I just got done with 24 hours of prayer at ABS. We decided to try and have one person praying at ABS every hour for a full day. While we didn’t quite accomplish our goal, the overall experience was a great one! I can’t wait to upload all my pictures from it!
And then the prayer day ended. It seems like the second I stepped out of the doors at ABS to go home I had this seething anger inside of me. I had given a girl permission to park her car on the ABS property until midnight (it was close to 1am when I left ABS), so as I was leaving I drove down to the back to check to make sure her car was gone. It wasn’t. I felt taken advantage of. I felt used, and we were used. We were used because the house party she was going to was semi-close and they’re parking was already full. Y’all I was mad. So I left a note. Nothing nasty, just that she needed to move her car because she was on private property and only had permission to park there until midnight.
After this little jaunt, I drive back up to the front because Tyler insisted on following me home. When I told him I would prefer going last so I could check the mail he told me that he would check it, if he remembered. Y’all, we live <5 minutes from the ABS House, probably less than 3 at 1am with no traffic. There was that anger again. He volunteered to check the mail so he could follow me home (which was all ridiculously nice- in a right mind I would have been thankful for this), but thinks he might forget in the 2 milliseconds it takes to actually get home? Are you kidding me? And then the thought goes through my mind, “This is why I just do things myself”.
Y’all I am so ashamed of that thought and the anger that was washing over me. I’m currently sitting in our living room crying and typing while Tyler gets ready for bed (by my request). The prayer experience was such a wonderful thing! Tyler and I even found time to pray together for our future and some very dear friends and family that were on our hearts. The mountain top was so beautiful and awe-inspiring! But then I started back down the mountain and the devil struck. I allowed Satan to bully his way into my tired mind and to make mountains out of molehills. Now the girl that parked at ABS, maybe I could be a little upset about it, but being mad at Tyler for trying to look our for me? I have no right.
Now I’m bawling in my living room pouring out my heart on this blog because that’s what I do when I’m upset: blog and pray, & pray and blog. *Side note: My cat literally just ran down the stairs and then hit the door stop thing (the one that makes the spring noise when you hit it) and scared the tar out of himself!* I’m reminded that God is still good. And as silly as it is, Benson scaring himself gave me something to laugh at and broke the tension in my mind and heart. No matter how high up the spiritual mountain I climb, I will always have to come back down the other side (at least this side of Heaven I will). I have to remember that when the mountain turns into a avalanche that I still have to trust in God. I am reminded of the verse, “Submit to the Lord. Resist the devil and he will flee from you” [James 4:7, paraphrased]. Maybe it’s because I’ve seen War Room twice in the last 24 hours that this verse pops into my head, but maybe it’s also because that’s exactly what I should be doing. Instead of just allowing things to happen to me, emotions included, maybe I should start being proactive about it. Maybe I need to start playing offense and not just defense. So I’m going to start with a strategy, a strategy that I talked about in a previous post, but will now actually will start using.
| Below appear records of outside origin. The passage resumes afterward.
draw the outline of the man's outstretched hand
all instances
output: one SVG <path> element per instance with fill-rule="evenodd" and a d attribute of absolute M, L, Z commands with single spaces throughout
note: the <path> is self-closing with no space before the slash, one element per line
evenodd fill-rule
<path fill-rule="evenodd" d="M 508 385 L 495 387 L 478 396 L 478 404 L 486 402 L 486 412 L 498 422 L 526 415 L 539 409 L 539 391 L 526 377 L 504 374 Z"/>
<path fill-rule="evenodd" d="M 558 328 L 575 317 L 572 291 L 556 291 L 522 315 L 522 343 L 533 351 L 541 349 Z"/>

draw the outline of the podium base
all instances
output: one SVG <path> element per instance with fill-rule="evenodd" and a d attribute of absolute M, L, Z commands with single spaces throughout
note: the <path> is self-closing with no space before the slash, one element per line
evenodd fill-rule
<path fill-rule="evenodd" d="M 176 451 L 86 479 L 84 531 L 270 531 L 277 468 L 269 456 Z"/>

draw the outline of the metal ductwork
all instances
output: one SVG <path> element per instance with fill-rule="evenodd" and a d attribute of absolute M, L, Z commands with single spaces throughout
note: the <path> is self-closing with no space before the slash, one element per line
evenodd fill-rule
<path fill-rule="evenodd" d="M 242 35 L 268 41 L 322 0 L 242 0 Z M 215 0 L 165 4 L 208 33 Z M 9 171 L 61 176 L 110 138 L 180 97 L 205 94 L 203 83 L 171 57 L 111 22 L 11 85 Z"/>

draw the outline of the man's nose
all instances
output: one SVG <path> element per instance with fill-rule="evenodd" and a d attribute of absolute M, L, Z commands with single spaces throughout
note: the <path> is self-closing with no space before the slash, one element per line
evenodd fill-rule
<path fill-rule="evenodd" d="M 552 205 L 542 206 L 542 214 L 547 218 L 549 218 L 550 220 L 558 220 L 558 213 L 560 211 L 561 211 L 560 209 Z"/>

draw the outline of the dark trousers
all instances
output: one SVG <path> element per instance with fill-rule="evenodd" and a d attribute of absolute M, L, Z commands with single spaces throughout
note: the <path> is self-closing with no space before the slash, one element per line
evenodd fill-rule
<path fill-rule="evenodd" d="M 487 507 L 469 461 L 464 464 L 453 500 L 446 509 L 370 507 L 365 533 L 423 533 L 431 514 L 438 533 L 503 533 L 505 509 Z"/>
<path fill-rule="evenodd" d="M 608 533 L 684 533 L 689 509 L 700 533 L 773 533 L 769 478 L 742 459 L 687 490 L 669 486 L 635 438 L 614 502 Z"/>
But for tonight, I will leave you with this- if you’re coming off of a spiritual mountain too you’re not alone. I’m right there with you, and if you want a little extra encouragement, check out 1 Kings 19 about Elijah. No spoilers, but after he defeats some prophets of Baal in a huge miraculous event (chapter 18), he flees and begs God to take his life. The bible is full of spiritual celebrities that come off the mountain feeling less than, feeling defeated, and ultimately letting their emotions get the best of them.
Tonight my prayer is this: that we take “Submit to the Lord. Resist the devil and he will flee from you” as a life motto. That we remember that the devil has already been defeated! Jesus has crushed his skull and there will be no life left in him soon enough. Until the time of his complete defeat, I pray that we Submit only to the Lord, not to our emotions; that we resist the devil because we are a chose race and a royal priesthood- we are children of the one true King; and that we remember God is living inside of us if we are his and that’s enough to make even the biggest rotten devil helpers flee. God is enough, and He has already won.